Allora, in primo luogo va detto senza ombra di dubbio (e provate a contraddirmi) che il Bardo di Duluth ha esercitato un’influenza decisiva sullo sviluppo della canzone d’autore italiana. Alcuni dei più grandi autori italiani, penso a De Andrè, Bubola, De Gregori, Guccini, sono stati “dylaniati” in varie fasi delle rispettive carriere. Penso a De Andre’ che interpreta Via della Povertà (Desolation Row) o Avventura a Durango (Romance in Durango, tradotta ed arrangiata in collaborazione con Massimo Bubola). Pare anche che Dylan, avendo ascoltato la versione di Romance in Durango, abbia inviato un biglietto di apprezzamento al compianto Fabrizio e l’abbia anche invitato ad aprire i suoi concerti italiani nel 1984, ricevendone in cambio un inopinato rifiuto.......
Penso anche a De Gregori che ha interpretato un pezzo di Dylan nel film Masked and Anonymous (in cui Dylan ha una parte) e che adora a tal punto Dylan da presentarsi dal vivo con una band che assomiglia incredibilmente (nella strumentazione e nel look: tutti vestiti con completi neri) all’attuale band del maestro americano. Anche le interpretazioni vocali e gli arrangiamenti del Principe ricordano il metodo dylaniano, allorchè spesso per capire di quale canzone si tratta si e’ costretti ad ascoltare le parole, dal momento che gli arrangiamenti sono stati modificati radicalmente.
Anche Guccini si è detto a più riprese seguace di Dylan.

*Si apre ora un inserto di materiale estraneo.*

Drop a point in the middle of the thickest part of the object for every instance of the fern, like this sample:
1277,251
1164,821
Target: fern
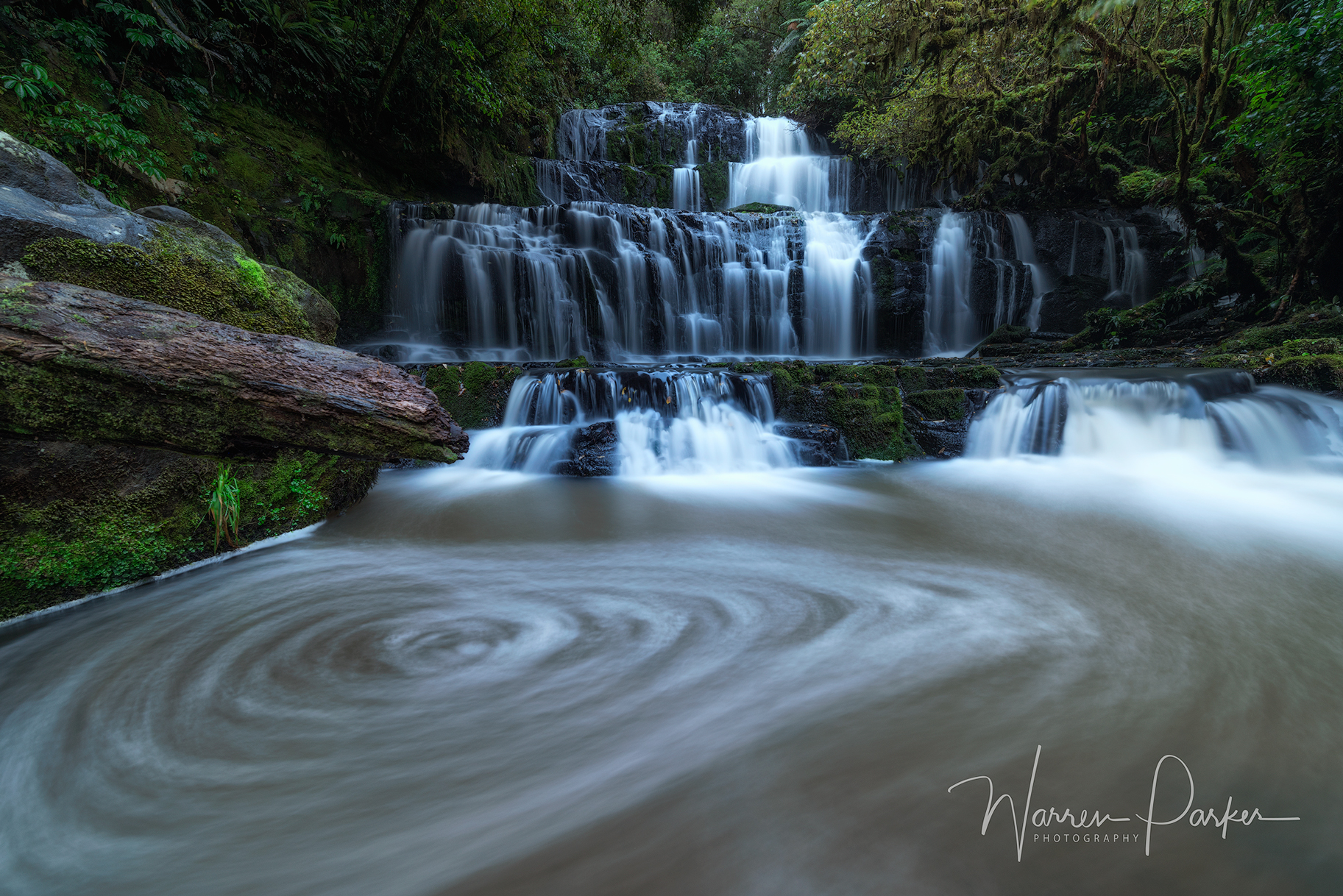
223,507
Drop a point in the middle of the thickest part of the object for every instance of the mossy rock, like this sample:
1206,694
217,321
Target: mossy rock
760,208
1303,325
921,379
713,185
940,405
475,394
187,273
1315,372
81,519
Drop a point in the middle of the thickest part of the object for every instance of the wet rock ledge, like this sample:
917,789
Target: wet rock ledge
116,417
146,355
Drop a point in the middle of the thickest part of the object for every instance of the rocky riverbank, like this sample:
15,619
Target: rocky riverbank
149,367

Quando in un’intervista gli fecero notare che Dylan andava a cavallo nel salone della sua villa californiana Guccini non mancò di replicare: ma no !?! così mi fai cadere un mito !!!.(peraltro trattasi di boiata colossale: sembra che His Bobness abbia semplicemente chiesto metaforicamente all’architetto di disegnare un salone tanto grande da poterci andare a cavallo, che è cosa ben diversa da quanto chiesto dall’intervistatore a Guccini, e comunque se anche Dylan vuole distruggere il salone con il suo cavallo saranno pure affari suoi o no??).
Insomma, potremmo continuare a lungo ma per non tediarvi oltremisura mi pare lecito e doveroso concludere qui, osservando che senza Dylan la canzone d’autore italiana sarebbe stata ben diversa, ed a mio immodesto parere molto meno interessante. Dite, argomentate, intervenite.